Die aktienbasierte Vergütung stellt einen bedeutenden, aber oft missverstandenen Kostenfaktor für moderne Unternehmen dar. Obwohl Unternehmen diese Kosten häufig zu ihren bereinigten Gewinnen hinzurechnen, damit sie die ausgewiesenen Gewinne nicht schmälern, stellen sie für die Aktionäre reale wirtschaftliche Kosten dar.
Jede Aktie, die über die SBV an Mitarbeiter ausgegeben wird, verwässert die bestehenden Aktionäre. Wenn Sie verstehen, wie dieser Mechanismus funktioniert, können Sie feststellen, ob ein Unternehmen wirklich profitabel ist oder lediglich seine Arbeitskosten von den Betriebskosten auf die Verwässerung durch aktienbasierte Vergütung verlagert.
Ziel dieser Analyse ist es, festzustellen, wo die Anreize für die Mitarbeiter mit den Interessen der Aktionäre übereinstimmen. Wenn ein Unternehmen übermäßig viele Aktien ausgibt, ohne einen entsprechenden Anstieg des Unternehmenswertes zu erzielen, leiden die Aktionäre darunter. Ein disziplinierter Ansatz bei der aktienbasierten Vergütung hilft Ihnen, nachhaltige Geschäftsmodelle von solchen zu unterscheiden, die auf ständige Verwässerung angewiesen sind, um zu überleben.
Verfolgen Sie die Höhe des Aufwands für aktienbasierte Vergütungen
Die Messung der aktienbasierten Vergütung als Prozentsatz des Umsatzes und des Cashflows aus der Geschäftstätigkeit ist der erste Schritt in dieser Analyse. Dieser Abschnitt wird aufgenommen, weil er zeigt, wie viel von der Produktivität des Unternehmens tatsächlich an die Mitarbeiter und nicht an die Eigentümer fließt. Wachstumsstarke Technologieunternehmen setzen häufig Eigenkapital ein, um Talente anzuziehen, aber diese Kosten müssen sich schließlich normalisieren, damit das Unternehmen für Sie einen Wert schafft.
Sie sollten diese Kosten mit dem Nettogewinn des Unternehmens vergleichen, um festzustellen, ob das Unternehmen auch ohne Aktienvergütung rentabel wäre. Viele Unternehmen weisen ein positives bereinigtes EBITDA aus, bleiben aber tief in den roten Zahlen, wenn man die Kosten für die Ausgabe von Aktien einbezieht. Diese Diskrepanz ist von Bedeutung, da der Markt die Unternehmen letztendlich auf der Grundlage ihrer tatsächlichen wirtschaftlichen Erträge bewertet und nicht auf der Grundlage bereinigter Zahlen, die die tatsächlichen Kosten außer Acht lassen.
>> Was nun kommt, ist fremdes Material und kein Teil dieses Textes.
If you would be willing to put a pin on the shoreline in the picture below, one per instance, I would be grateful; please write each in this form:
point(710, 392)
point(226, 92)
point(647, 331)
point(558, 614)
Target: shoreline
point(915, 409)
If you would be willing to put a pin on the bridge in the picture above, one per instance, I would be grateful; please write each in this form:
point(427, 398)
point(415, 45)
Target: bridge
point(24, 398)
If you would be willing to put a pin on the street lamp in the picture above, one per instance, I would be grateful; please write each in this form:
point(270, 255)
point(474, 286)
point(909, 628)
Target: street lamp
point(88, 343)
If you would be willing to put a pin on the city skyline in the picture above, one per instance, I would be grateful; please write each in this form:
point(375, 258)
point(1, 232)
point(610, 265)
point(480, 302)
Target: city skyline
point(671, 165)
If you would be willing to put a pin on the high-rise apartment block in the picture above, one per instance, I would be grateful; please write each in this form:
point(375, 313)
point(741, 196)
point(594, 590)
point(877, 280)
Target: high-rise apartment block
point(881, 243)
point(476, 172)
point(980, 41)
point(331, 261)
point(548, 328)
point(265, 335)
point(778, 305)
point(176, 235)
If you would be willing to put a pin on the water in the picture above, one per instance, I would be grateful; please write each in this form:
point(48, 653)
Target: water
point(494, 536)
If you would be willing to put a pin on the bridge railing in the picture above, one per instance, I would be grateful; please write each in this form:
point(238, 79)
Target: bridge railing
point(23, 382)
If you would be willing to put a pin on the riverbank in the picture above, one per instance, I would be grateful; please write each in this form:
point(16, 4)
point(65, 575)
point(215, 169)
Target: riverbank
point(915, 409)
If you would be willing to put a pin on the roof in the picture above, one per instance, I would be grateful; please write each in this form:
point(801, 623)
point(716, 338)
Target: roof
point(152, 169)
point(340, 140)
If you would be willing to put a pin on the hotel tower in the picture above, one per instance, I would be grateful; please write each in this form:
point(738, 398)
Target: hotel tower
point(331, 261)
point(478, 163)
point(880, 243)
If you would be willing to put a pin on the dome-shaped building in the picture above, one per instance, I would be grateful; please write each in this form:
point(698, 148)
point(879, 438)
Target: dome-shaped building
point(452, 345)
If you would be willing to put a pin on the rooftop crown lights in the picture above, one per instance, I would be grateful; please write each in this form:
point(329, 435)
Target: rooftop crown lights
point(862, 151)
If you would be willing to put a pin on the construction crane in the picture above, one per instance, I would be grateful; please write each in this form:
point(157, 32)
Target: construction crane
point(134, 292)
Wenn man den Trend über mehrere Jahre hinweg verfolgt, kann man feststellen, ob das Management disziplinierter oder aggressiver bei der Vergabe von Aktien wird. Wenn die Ausgaben schneller wachsen als die Einnahmen, ist das Geschäftsmodell möglicherweise strukturell fehlerhaft. Ein Unternehmen, das nicht in der Lage ist, Talente anzuziehen oder zu halten, ohne die Verwässerungsrate ständig zu erhöhen, steht vor einem schwierigen Weg zu langfristigem Compounding.

TIKR-Tipp: Nutzen Sie die detaillierten Finanzdaten von TIKR, um die aktienbasierte Vergütung in der Kapitalflussrechnung zu finden und vergleichen Sie ihre Größe mit dem Umsatz und dem Nettoeinkommen der letzten zehn Jahre für Unternehmen wie Plug Power(PLUG).
Analyse des Verwässerungseffekts für die Aktionäre
Der direkteste Weg, um die Auswirkungen von aktienbasierten Vergütungen zu messen, ist die Überwachung der Anzahl der ausstehenden Aktien. In diesem Abschnitt wird erläutert, warum Sie die Anzahl der Aktien berücksichtigen sollten, wenn Sie die tatsächlichen Kosten der Mitarbeitervergütung beurteilen. Wenn die Anzahl der Aktien jedes Jahr steigt, schrumpft Ihr Anteil an den künftigen Gewinnen des Unternehmens.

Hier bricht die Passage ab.